Sixty patients with low back pain were randomly allocated to two groups: one group received a targeted manipulative thrust (n=29) and the other a general manipulation thrust (GT) (n=31) to the lumbar spine. Thrust was either localised to a clinician-defined symptomatic spinal level or an equal force was applied through the whole lumbosacral region. The investigators measured pressure-pain thresholds (PPTs) using algometry and muscle activity (magnitude of stretch reflex) via surface electromyography. Numerical ratings of pain and Oswestry Disability Index scores were collected.
Repeated measures of analysis of covariance revealed no between-group differences in self-reported pain or PPT for any of the muscles studied. The authors concluded that a GT procedure—applied without any specific targeting—was as effective in reducing participants’ pain scores as targeted approaches.

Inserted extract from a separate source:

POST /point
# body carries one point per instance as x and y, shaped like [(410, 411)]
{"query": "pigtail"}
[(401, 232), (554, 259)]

The authors point out that their data are similar to findings from a study undertaken with a younger, military sample, showing no significant difference in pain response to a general versus specific rotation, manipulation technique. They furthermore discuss that, if ‘targeted’ manipulation proves to be no better than ‘general’ manipulation (when there has been further research, more studies), it would challenge the need for some current training courses that involve comprehensive manual skill training and teaching of specific techniques. If simple SM interventions could be delivered with less training, than the targeted approach currently requires, it would mean a greater proportion of the population who have back pain could access those general manipulation techniques.
Assuming that the GT used in this trial was equivalent to a placebo control, another interpretation of these results is that the effects of spinal manipulation are largely or even entirely due to a placebo response. If this were confirmed in further studies, it would be yet one more point to argue that spinal manipulation is not a treatment of choice for back pain or any other condition.